Earnings are projected to drop from 4.25 euros per share last year to 1.85 euros this year.

Tegna revenue rises on political ads

You may be ready for political advertisements on television to end, but Tegna Inc. can’t get enough.

The television station operator said last week it expects to report third-quarter revenue up 34% to $738 million, because of record political advertising revenue.

However, Tegna said revenue excluding political ads is expected to be up 14%. 

The company said it is benefiting from higher than expected advertising and marketing services revenue despite the pandemic impact.

Adjusted operating income is expected to rise 78% to $225.8 million.

Tegna operates 63 stations in 51 markets, including Jacksonville NBC affiliate WTLV TV-12 and ABC affiliate WJXX TV-25.

Main Street America drops Group, adds Insurance

Jacksonville-based Main Street America Group said Oct. 19 it changed its name to Main Street America Insurance.

The company, which provides property-casualty insurance through independent agents, said it rebranded as it expanded products in the commercial insurance market.

Main Street America is a subsidiary of Madison, Wisconsin-based American Family Insurance, which acquired the company two years ago.

FIS still tops in financial technology

To no one’s surprise, Fidelity National Information Services Inc., or FIS, ranked first in IDC Financial Insight’s annual list of largest global providers of financial technology.

Jacksonville-based FIS ranked first in the IDC FinTech Rankings for the three previous years and only got bigger in 2019 after acquiring Worldpay Inc.

IDC’s list is based on annual revenue from hardware, software and services provided to financial institutions. 

FIS reported revenue of $10.3 billion last year.

The second-ranked company on the list is India-based Tata Consultancy Services, which reported $22 billion in revenue last year.

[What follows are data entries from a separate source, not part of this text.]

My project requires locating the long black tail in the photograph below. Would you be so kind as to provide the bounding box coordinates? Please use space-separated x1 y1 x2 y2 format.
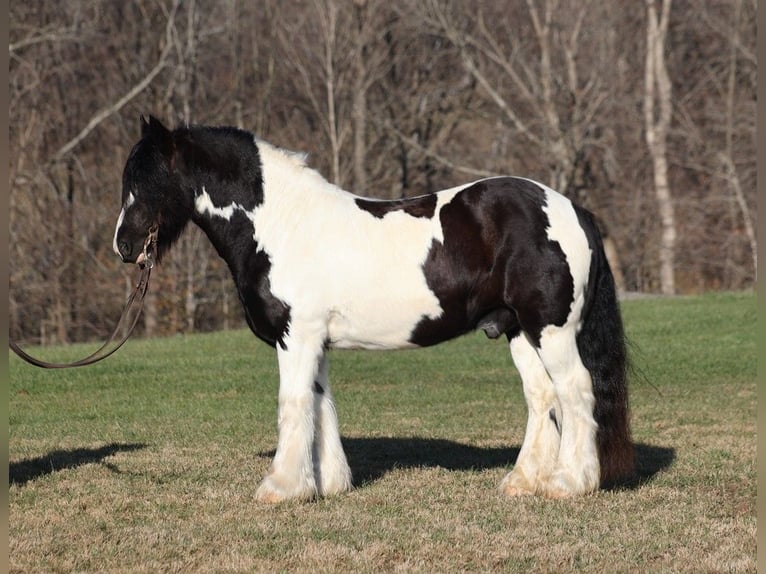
577 209 635 487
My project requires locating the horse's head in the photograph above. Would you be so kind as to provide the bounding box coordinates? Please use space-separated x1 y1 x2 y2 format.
113 117 193 263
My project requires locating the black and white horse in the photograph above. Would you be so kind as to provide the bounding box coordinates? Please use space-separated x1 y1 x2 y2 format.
114 118 633 502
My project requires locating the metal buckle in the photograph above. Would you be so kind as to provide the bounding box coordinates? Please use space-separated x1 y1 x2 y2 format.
143 224 158 269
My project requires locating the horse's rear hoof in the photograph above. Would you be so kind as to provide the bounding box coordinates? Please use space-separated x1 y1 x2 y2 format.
255 475 317 504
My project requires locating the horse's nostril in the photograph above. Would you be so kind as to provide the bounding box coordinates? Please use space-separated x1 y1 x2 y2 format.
117 241 133 257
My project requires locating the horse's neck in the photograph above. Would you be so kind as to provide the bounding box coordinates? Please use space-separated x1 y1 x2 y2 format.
194 142 350 269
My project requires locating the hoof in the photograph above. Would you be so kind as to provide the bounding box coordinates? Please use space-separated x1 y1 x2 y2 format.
500 470 535 498
541 471 598 499
255 476 317 504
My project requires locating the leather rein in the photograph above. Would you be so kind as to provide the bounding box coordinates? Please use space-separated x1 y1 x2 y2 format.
9 225 157 369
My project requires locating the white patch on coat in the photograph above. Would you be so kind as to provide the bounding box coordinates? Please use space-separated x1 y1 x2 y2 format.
527 180 591 332
210 141 480 349
520 182 600 496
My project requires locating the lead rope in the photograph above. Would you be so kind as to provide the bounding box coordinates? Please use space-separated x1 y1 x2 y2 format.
9 225 157 369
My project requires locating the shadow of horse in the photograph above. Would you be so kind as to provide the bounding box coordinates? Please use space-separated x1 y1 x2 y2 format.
258 437 676 490
8 437 676 490
8 443 146 485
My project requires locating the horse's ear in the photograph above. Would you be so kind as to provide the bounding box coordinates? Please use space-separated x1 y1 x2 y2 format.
141 115 175 159
141 114 149 137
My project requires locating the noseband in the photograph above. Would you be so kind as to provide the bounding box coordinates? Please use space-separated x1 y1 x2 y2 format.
9 224 158 369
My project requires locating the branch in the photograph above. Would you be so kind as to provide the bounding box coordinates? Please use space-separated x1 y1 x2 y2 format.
49 0 181 163
380 120 500 177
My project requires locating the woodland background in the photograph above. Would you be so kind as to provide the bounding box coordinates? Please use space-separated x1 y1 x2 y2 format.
8 0 757 343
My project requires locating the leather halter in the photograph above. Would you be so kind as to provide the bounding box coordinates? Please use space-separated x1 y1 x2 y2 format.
9 225 158 369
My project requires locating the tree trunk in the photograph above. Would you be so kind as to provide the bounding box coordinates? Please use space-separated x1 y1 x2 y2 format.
644 0 676 295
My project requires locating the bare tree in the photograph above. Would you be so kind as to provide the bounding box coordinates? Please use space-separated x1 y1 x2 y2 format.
644 0 677 295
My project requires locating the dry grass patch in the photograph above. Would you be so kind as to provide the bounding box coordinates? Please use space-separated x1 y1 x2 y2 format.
9 295 756 573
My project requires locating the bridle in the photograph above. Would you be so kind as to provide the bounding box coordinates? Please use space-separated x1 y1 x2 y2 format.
9 224 158 369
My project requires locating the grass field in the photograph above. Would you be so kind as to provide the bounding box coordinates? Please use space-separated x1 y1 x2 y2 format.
9 293 756 573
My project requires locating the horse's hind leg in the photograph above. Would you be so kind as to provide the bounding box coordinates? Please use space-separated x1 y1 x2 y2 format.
540 323 599 497
500 332 561 496
313 353 351 496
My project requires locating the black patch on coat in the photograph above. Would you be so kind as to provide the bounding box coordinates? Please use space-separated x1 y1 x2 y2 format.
355 193 437 219
117 117 263 268
123 118 291 347
410 177 574 346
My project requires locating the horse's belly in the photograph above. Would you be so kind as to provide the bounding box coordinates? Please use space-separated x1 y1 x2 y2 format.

But Tata provides services to a range of industries.

IDC announced the rankings but didn’t publicly reveal financial technology revenue for each company.

Jacksonville-based mortgage technology company Black Knight Inc., which reported $1.18 billion in 2019 revenue, ranked 24th on the IDC list.

Black Knight’s main business was once part of FIS before being spun off as a separate company in 2008.